In the second area, I examine the skills required for successful transitions to decent work in low- and middle-income countries, using large-scale online data from job vacancies and applications collected from labour market platforms. My research contributes to advancing methods to measure skills using big data, including digital and green skills, and to identify the skills and skill bundles that foster upward job transitions. I also analyze how skill demand evolves in response to global shocks and structural transformations.

Throughout this website, you will find information on my professional background, research agenda, publications, and the evidence-based policy projects I have led and managed.

 

What’s new?

📌 Accepted for publication in the WBER:
Escudero, V. “Workfare programs and their delivery system: Effectiveness of Construyendo Perú”.

This solo-authored paper has been accepted for publication in the World Bank Economic Review.
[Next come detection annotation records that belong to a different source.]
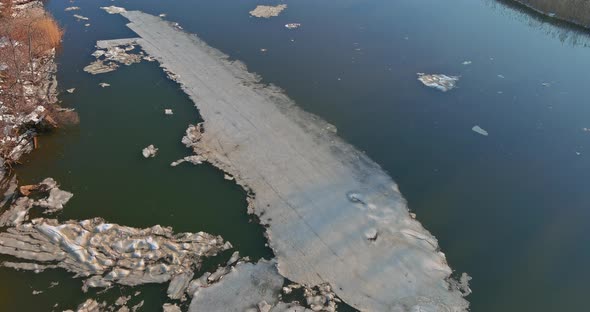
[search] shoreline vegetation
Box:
[0,0,78,197]
[512,0,590,28]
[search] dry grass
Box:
[516,0,590,27]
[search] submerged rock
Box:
[418,73,459,92]
[250,4,287,18]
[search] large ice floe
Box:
[0,179,231,299]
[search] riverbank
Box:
[514,0,590,28]
[122,11,468,311]
[0,0,78,197]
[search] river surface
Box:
[0,0,590,311]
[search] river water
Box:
[0,0,590,311]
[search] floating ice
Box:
[471,125,488,136]
[418,73,459,92]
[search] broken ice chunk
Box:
[418,73,459,92]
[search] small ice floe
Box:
[74,14,89,21]
[100,5,127,14]
[471,125,488,136]
[418,73,459,92]
[141,144,158,158]
[365,228,379,241]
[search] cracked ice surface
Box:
[106,11,469,311]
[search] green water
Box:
[0,0,590,311]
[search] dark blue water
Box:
[0,0,590,311]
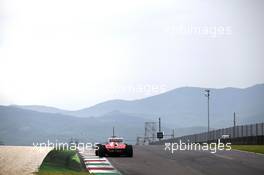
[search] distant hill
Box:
[0,84,264,144]
[10,105,70,114]
[0,106,144,145]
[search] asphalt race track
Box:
[108,146,264,175]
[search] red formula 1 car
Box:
[95,137,133,157]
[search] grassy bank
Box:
[37,150,89,175]
[232,145,264,154]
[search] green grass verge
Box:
[231,145,264,154]
[37,149,89,175]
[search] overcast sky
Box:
[0,0,264,109]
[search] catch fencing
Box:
[151,123,264,144]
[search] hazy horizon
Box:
[0,83,264,111]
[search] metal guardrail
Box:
[151,123,264,144]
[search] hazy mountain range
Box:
[0,84,264,145]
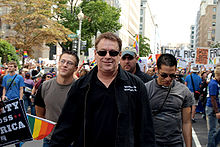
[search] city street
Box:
[3,113,212,147]
[192,113,208,147]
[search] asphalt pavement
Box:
[3,113,215,147]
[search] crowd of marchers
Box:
[0,32,220,147]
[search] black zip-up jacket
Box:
[50,66,155,147]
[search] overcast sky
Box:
[148,0,201,45]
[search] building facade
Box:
[215,0,220,43]
[189,25,196,49]
[139,0,161,54]
[196,0,217,47]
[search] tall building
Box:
[196,0,217,47]
[189,25,196,49]
[104,0,141,47]
[139,0,160,54]
[215,0,220,43]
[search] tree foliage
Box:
[0,39,18,63]
[0,0,72,55]
[211,43,220,48]
[139,35,151,57]
[58,0,121,50]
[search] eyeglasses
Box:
[97,50,119,57]
[121,56,134,60]
[159,73,176,79]
[60,59,74,66]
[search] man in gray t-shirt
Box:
[35,51,79,146]
[145,54,192,147]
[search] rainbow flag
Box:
[138,57,142,63]
[91,60,96,66]
[27,113,56,140]
[148,55,153,62]
[133,34,139,53]
[24,51,28,58]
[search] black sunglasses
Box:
[121,56,134,60]
[97,50,119,57]
[159,73,176,79]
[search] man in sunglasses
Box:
[145,54,193,147]
[120,47,153,83]
[51,32,155,147]
[35,51,79,147]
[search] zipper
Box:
[83,84,90,147]
[114,79,119,147]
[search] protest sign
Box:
[0,99,32,146]
[196,48,209,64]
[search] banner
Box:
[163,47,220,68]
[0,99,32,146]
[196,48,209,64]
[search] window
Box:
[141,9,144,15]
[212,29,215,34]
[212,7,216,12]
[212,15,216,19]
[140,17,143,22]
[213,0,217,4]
[6,24,11,30]
[212,22,215,26]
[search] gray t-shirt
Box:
[41,78,71,139]
[145,79,193,144]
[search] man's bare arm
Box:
[182,107,192,147]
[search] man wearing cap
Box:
[185,67,202,123]
[23,72,35,115]
[120,47,153,83]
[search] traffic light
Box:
[72,40,78,50]
[49,45,57,60]
[80,41,87,51]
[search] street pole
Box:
[77,9,84,61]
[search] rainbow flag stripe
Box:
[27,114,56,140]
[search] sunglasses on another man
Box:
[159,73,176,79]
[121,55,134,60]
[97,50,119,57]
[46,76,53,79]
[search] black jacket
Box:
[51,66,155,147]
[134,63,153,83]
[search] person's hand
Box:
[215,112,220,119]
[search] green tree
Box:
[0,0,72,56]
[58,0,121,50]
[211,43,220,48]
[139,35,151,57]
[0,39,18,63]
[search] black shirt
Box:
[86,75,118,147]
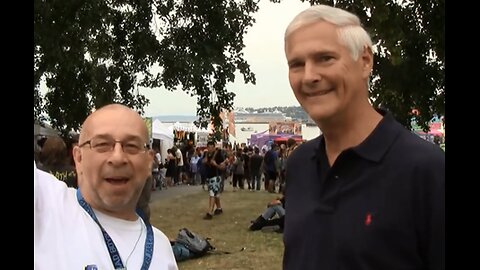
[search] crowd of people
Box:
[34,5,445,270]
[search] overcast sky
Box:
[140,0,310,116]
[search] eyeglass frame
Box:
[78,136,149,155]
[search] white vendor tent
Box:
[152,119,173,162]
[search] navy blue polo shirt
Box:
[283,112,445,270]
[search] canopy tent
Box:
[273,135,303,144]
[250,130,303,148]
[152,119,173,162]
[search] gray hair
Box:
[285,5,372,61]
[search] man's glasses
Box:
[78,137,147,155]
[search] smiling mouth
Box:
[305,89,333,97]
[105,177,128,185]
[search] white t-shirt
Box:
[34,163,178,270]
[175,148,183,166]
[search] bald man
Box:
[34,104,178,270]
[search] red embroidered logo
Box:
[365,213,372,226]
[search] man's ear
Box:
[72,146,82,165]
[359,46,373,78]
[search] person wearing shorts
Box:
[202,141,228,219]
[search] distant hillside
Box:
[243,106,309,123]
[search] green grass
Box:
[150,187,283,270]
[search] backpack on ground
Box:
[176,228,215,257]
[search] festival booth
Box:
[249,130,303,148]
[172,121,198,145]
[152,119,174,162]
[249,121,303,148]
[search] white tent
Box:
[152,119,173,161]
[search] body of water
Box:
[231,123,321,146]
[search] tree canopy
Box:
[34,0,445,138]
[34,0,258,137]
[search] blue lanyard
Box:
[77,189,153,270]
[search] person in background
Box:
[283,5,445,270]
[38,136,77,188]
[249,194,285,232]
[249,147,263,190]
[202,141,228,219]
[34,104,178,270]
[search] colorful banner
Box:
[268,122,302,135]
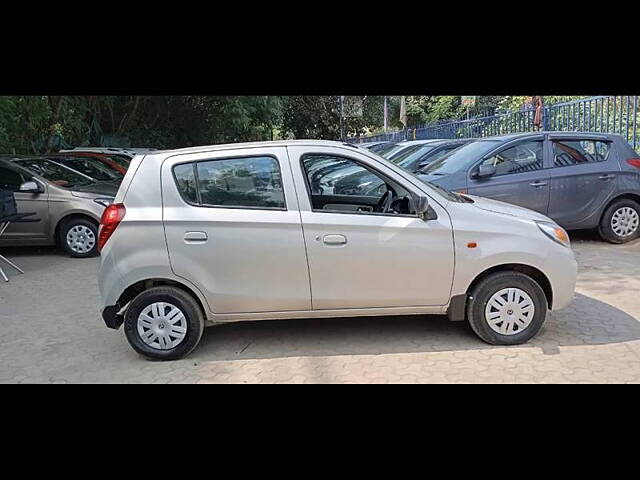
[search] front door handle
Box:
[184,232,208,243]
[322,235,347,245]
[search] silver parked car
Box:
[419,132,640,243]
[0,156,119,258]
[99,140,577,359]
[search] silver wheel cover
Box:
[611,207,640,238]
[137,302,187,350]
[67,225,96,253]
[484,288,536,335]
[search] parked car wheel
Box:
[59,218,98,258]
[598,199,640,243]
[124,287,204,360]
[467,272,547,345]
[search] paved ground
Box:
[0,232,640,383]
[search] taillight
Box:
[627,158,640,168]
[98,203,127,251]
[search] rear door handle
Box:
[184,232,208,243]
[322,235,347,245]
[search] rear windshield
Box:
[106,154,131,168]
[389,144,436,168]
[421,140,500,175]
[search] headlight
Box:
[93,198,113,208]
[536,222,571,247]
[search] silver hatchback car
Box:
[98,140,577,360]
[0,156,119,258]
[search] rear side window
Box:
[173,163,198,203]
[553,140,610,167]
[0,165,27,192]
[173,157,285,209]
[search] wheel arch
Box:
[598,192,640,225]
[53,212,100,245]
[466,263,553,309]
[117,278,208,319]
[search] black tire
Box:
[58,218,98,258]
[467,272,547,345]
[124,287,204,360]
[598,198,640,243]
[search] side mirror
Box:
[476,165,496,178]
[413,195,429,220]
[18,180,44,194]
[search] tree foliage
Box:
[0,95,596,153]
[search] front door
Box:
[0,164,49,244]
[289,147,453,310]
[549,138,620,228]
[162,148,311,314]
[468,137,550,214]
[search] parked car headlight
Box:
[536,222,571,247]
[93,198,113,208]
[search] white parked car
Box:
[98,140,577,359]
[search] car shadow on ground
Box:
[190,295,640,362]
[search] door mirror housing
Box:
[476,165,496,178]
[413,195,429,220]
[18,180,44,194]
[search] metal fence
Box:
[348,96,640,150]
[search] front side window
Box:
[421,140,500,175]
[553,140,609,167]
[0,165,27,192]
[480,140,543,175]
[174,157,285,209]
[302,154,412,214]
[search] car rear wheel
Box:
[59,218,98,258]
[598,199,640,243]
[124,287,204,360]
[467,272,547,345]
Using a fuzzy regression discontinuity design and three comprehensive databases, it evaluates the medium- to long-term effects of the workfare program Construyendo Perú, highlighting heterogeneous employment outcomes and the central role of program design in shaping job quality.
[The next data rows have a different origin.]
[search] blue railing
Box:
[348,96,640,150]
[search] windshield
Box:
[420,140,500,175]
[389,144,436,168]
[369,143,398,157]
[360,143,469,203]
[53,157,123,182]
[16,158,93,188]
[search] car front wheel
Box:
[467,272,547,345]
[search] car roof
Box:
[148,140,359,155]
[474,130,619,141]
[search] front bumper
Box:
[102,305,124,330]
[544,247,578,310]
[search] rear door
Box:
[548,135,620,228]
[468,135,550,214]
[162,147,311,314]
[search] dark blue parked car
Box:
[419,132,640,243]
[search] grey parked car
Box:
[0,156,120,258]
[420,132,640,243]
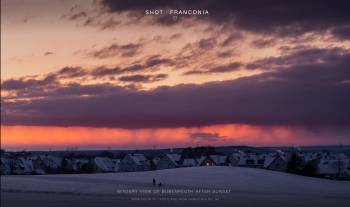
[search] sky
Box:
[1,0,350,149]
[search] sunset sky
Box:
[1,0,350,149]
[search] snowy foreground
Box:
[1,166,350,207]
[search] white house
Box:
[264,154,288,171]
[93,157,119,172]
[317,155,350,177]
[120,153,151,172]
[39,154,63,169]
[181,158,198,167]
[197,155,227,166]
[157,154,181,170]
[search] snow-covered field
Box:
[1,167,350,207]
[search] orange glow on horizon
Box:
[1,124,330,149]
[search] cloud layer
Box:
[2,49,350,128]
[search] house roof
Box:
[129,154,148,165]
[165,154,181,165]
[182,158,197,166]
[94,157,116,172]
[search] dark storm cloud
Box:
[1,49,350,128]
[1,75,56,91]
[44,52,53,56]
[91,67,123,78]
[119,74,168,83]
[246,47,349,70]
[184,62,242,75]
[56,67,87,78]
[253,39,276,48]
[89,43,142,59]
[100,0,350,38]
[190,133,226,141]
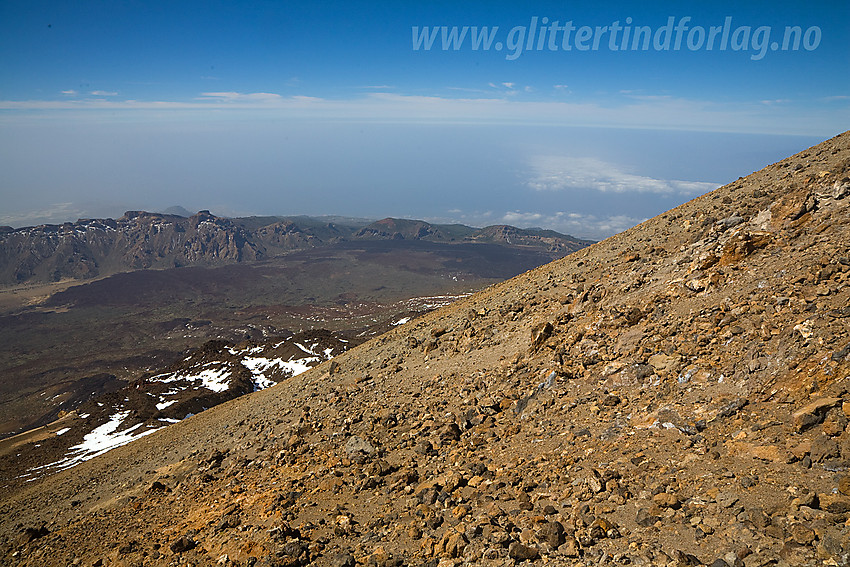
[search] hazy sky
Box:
[0,0,850,238]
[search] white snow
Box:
[151,363,230,392]
[156,400,177,410]
[30,411,161,471]
[242,356,321,391]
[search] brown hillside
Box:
[0,133,850,567]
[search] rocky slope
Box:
[0,329,354,489]
[0,211,591,285]
[0,133,850,567]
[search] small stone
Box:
[508,541,540,561]
[791,398,841,433]
[345,435,375,459]
[788,523,815,545]
[838,475,850,496]
[635,508,659,528]
[652,492,680,509]
[537,522,567,549]
[169,536,197,553]
[810,433,841,463]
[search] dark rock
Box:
[537,522,567,549]
[169,536,198,553]
[508,541,540,561]
[330,552,356,567]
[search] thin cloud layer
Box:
[0,91,836,135]
[526,156,720,195]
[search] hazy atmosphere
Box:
[0,1,850,238]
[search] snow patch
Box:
[29,411,161,471]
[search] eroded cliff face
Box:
[0,211,264,283]
[0,134,850,567]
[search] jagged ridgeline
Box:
[0,211,591,285]
[0,133,850,567]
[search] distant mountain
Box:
[162,205,192,218]
[0,212,591,285]
[0,132,850,567]
[0,211,265,284]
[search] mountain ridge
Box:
[0,210,592,285]
[0,133,850,567]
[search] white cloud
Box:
[526,156,721,195]
[0,91,850,136]
[501,211,646,240]
[0,203,86,227]
[198,91,283,103]
[425,209,646,240]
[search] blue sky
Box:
[0,0,850,238]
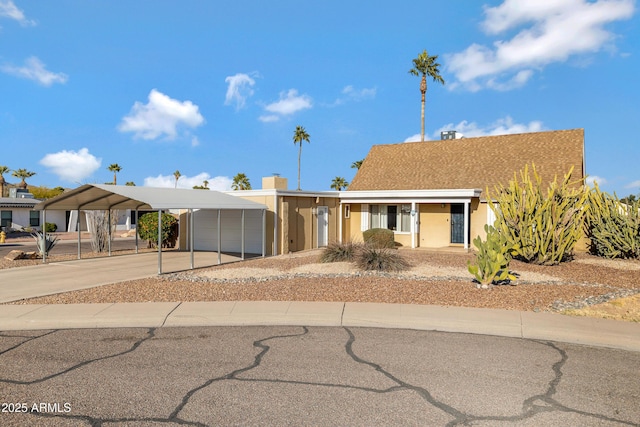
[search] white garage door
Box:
[193,209,262,254]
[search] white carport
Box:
[34,184,267,274]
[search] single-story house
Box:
[227,129,585,255]
[340,129,585,248]
[218,176,340,255]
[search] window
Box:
[29,211,40,227]
[0,211,13,228]
[369,205,411,233]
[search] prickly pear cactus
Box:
[467,225,516,288]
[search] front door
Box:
[318,206,329,248]
[451,203,464,243]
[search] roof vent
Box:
[440,130,464,140]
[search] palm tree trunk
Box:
[298,141,302,191]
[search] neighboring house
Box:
[0,188,65,233]
[340,129,585,248]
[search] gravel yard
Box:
[6,250,640,318]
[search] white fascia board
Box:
[340,188,482,203]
📌 New methodological briefs — measuring skills, job quality, and the green transition with big data

Measuring the Greenness of Jobs in Emerging Economies: A Big Data Text Analysis Approach
This research brief introduces a scalable method combining big data and NLP to identify green tasks and measure the greenness of jobs across countries, with a focus on skills requirements, wages, and working conditions.

Measuring Quality of Employment in Emerging Economies: A Methodology for Assessing Job Amenities Using Big Data
This methodological brief develops a novel framework to measure non-wage job amenities using online vacancy data, enabling new analyses of job quality and decent work beyond wages in job vacancy data.

🎧 Podcast — big data and the future of work
I participated in the ILO podcast “Big data: What it is, what it does, and how it impacts work”, discussing how big data can be leveraged to analyse labor markets, skills demand, and policy challenges.

 

About me

Find out about my professional background and the focus and aim of my research program.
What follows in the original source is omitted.